The density estimate should look similar to the Figure below. Note that the variance of both components is clearly different.
The complete code for the EM algorithm follows:
###### Setup data
x = faithful$eruptions
n = length(x)
###### EM algorithm to fit the location-and-scale mixture of 2 Gaussians
w = 0.5
mu = c(mean(x)-sd(x), mean(x)+sd(x))
sigma = rep(sd(x)/4,2)
s = 0
sw = FALSE
QQ = -Inf
QQ.out = NULL
epsilon = 10^(-5)
while(!sw){
## E step
v = array(0, dim=c(n,2))
for(i in 1:n){
v[i,1] = log(w) + dnorm(x[i], mu[1], sigma[1], log=T)
v[i,2] = log(1-w) + dnorm(x[i], mu[2], sigma[2], log=T)
v[i,] = exp(v[i,] - max(v[i,]))/sum(exp(v[i,] - max(v[i,])))
}
## M step
# Weights
w = mean(v[,1])
# Means
mu = rep(0, 2)
for(k in 1:2){
for(i in 1:n){
mu[k] = mu[k] + v[i,k]*x[i]
}
mu[k] = mu[k]/sum(v[,k])
}
# Variances
sigma = rep(0,2)
for(k in 1:2){
for(i in 1:n){
sigma[k] = sigma[k] + v[i,k]*(x[i] - mu[k])^2
}
sigma[k] = sqrt(sigma[k]/sum(v[,k]))
}
## Check convergence
QQn = 0
for(i in 1:n){
QQn = QQn + v[i,1]*(log(w) + dnorm(x[i],mu[1],sigma[1],log=TRUE)) +
v[i,2]*(log(1-w) + dnorm(x[i],mu[2],sigma[2],log=TRUE))
}
if(abs(QQn-QQ)/abs(QQn)<epsilon){
sw=TRUE
}
QQ = QQn
QQ.out = c(QQ.out, QQ)
s = s + 1
print(paste(s, QQn))
}
## [1] "1 -309.450737493483"
## [1] "2 -292.32994157869"
## [1] "3 -280.279590400843"
## [1] "4 -278.882852059725"
## [1] "5 -278.687833281763"
## [1] "6 -278.515594042029"
## [1] "7 -278.371067671734"
## [1] "8 -278.269313940617"
## [1] "9 -278.20429223392"
## [1] "10 -278.164685957935"
## [1] "11 -278.141072956464"
## [1] "12 -278.127115849347"
## [1] "13 -278.118891261794"
## [1] "14 -278.114049071933"
## [1] "15 -278.111198729535"
## [1] "16 -278.109520815145"
xx = seq(0,7,length.out=150)
nxx = length(xx)
density.EM = rep(0, nxx)
for(s in 1:nxx){
density.EM[s] = density.EM[s] + w*dnorm(xx[s], mu[1], sigma[1]) +
(1-w)*dnorm(xx[s], mu[2], sigma[2])
}
plot(xx, density.EM, col="red", lwd=2, type="l", xlab="Eruptions")
points(x,rep(0,n))
Provide an EM algorithm to fit the two-component, location-and-scale mixture of Gaussians.

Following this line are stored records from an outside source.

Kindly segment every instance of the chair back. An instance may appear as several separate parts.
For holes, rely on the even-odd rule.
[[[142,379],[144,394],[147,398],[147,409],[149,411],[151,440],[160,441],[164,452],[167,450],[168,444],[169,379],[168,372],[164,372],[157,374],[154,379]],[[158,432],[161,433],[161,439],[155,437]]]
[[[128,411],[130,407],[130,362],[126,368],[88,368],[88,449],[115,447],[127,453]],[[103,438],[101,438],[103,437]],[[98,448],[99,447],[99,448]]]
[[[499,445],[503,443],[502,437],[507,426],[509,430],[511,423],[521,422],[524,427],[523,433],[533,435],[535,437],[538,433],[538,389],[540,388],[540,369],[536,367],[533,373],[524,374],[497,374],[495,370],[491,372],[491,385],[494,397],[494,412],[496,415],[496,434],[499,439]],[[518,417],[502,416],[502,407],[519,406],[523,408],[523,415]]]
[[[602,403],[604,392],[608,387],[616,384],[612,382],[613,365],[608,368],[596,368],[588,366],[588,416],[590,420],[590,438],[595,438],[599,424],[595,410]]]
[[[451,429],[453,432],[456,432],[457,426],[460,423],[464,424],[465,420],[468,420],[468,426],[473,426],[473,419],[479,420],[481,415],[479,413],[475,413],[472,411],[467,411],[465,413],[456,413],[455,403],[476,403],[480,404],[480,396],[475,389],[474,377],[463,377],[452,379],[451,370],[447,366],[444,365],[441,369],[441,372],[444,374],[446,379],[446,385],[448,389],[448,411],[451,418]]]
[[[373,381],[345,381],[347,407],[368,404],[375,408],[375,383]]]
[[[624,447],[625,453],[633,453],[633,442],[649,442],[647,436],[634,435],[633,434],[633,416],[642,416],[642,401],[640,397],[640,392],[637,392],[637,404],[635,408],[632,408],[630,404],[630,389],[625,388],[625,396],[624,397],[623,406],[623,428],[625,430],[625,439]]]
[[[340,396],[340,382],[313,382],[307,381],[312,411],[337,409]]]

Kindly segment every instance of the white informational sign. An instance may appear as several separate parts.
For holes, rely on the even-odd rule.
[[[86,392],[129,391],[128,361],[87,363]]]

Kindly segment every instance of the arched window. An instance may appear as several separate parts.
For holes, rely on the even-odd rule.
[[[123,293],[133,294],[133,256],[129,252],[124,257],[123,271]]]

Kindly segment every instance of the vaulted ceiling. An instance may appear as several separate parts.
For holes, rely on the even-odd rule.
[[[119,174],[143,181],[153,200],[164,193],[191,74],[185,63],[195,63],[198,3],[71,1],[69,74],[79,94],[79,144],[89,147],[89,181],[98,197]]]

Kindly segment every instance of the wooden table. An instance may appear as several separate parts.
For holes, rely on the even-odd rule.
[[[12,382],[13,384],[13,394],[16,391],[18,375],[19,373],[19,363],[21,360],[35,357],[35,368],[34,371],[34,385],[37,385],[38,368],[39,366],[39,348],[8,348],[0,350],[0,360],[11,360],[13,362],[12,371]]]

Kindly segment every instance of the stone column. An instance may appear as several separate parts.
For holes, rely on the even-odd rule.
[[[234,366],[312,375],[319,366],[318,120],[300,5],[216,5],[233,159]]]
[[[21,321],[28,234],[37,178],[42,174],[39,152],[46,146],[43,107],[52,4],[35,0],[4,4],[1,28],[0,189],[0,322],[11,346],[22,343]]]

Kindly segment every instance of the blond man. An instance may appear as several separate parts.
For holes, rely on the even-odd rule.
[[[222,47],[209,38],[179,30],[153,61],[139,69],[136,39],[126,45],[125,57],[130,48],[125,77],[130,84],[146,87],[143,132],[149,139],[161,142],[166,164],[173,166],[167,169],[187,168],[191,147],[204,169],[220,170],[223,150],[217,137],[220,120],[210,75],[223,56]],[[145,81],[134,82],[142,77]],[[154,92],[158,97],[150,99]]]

## Initialize the parameters
KK = 2
w = rep(1, KK)/KK
mu = rnorm(KK, mean(x), sd(x))
sigma = rep(sd(x)/KK, KK)
epsilon = 0.000001
s = 0
sw = FALSE
KL = -Inf
KL.out = NULL
print(paste(w, mu, sigma))
## [1] "0.5 2.09064211995203 0.570685625552604" "0.5 3.31188147955927 0.570685625552604"
while(!sw){
## E step
v = array(0, dim=c(n,KK))
for(k in 1:KK){
v[,k] = log(w[k]) + dnorm(x, mu[k], sigma[k],log=TRUE)
}
for(i in 1:n){
v[i,] = exp(v[i,] - max(v[i,]))/sum(exp(v[i,] - max(v[i,])))
}
## M step
# Weights
w = apply(v,2,mean)
mu = rep(0, KK)
for(k in 1:KK){
for(i in 1:n){
mu[k] = mu[k] + v[i,k]*x[i]
}
mu[k] = mu[k]/sum(v[,k])
}
# Standard deviations
sigma = rep(0,KK)
for(k in 1:KK){
for(i in 1:n){
sigma[k] = sigma[k] + v[i,k]*(x[i] - mu[k])^2
}
sigma[k] = sqrt(sigma[k]/sum(v[,k]))
}
##Check convergence
KLn = 0
for(i in 1:n){
for(k in 1:KK){
KLn = KLn + v[i,k]*(log(w[k]) + dnorm(x[i], mu[k], sigma[k], log=TRUE))
}
}
if(abs(KLn-KL)/abs(KLn)<epsilon){
sw=TRUE
}
KL = KLn
KL.out = c(KL.out, KL)
s = s + 1
print(paste(w, mu, sigma))
print(paste(s, KLn))
}
## [1] "0.323411346093372 2.03239424384766 0.319088020905558" "0.676588653906628 4.18346319243881 0.610927726279495"
## [1] "1 -365.980520229296"
## [1] "0.345321046809079 2.01509475547428 0.233127783239883" "0.654678953190921 4.26457646797335 0.454431847605638"
## [1] "2 -284.034576357627"
## [1] "0.347252299734954 2.01600557221248 0.231560636683754" "0.652747700265046 4.27074735900882 0.441039727370028"
## [1] "3 -278.069682966519"
## [1] "0.347764399292391 2.01712554199243 0.233262633652149" "0.652235600707609 4.27192050357894 0.439208482752986"
## [1] "4 -278.022261017908"
## [1] "0.348036245536812 2.01775217094114 0.234258359617887" "0.651963754463188 4.2725261629471 0.438293703444708"
## [1] "5 -278.05543036737"
## [1] "0.348190473586506 2.01810966413281 0.234827746217508" "0.651809526413494 4.27286870729867 0.437777579940825"
## [1] "6 -278.076486185349"
## [1] "0.348279453944333 2.01831640391427 0.235157208020331" "0.651720546055667 4.27306607110599 0.437480444370646"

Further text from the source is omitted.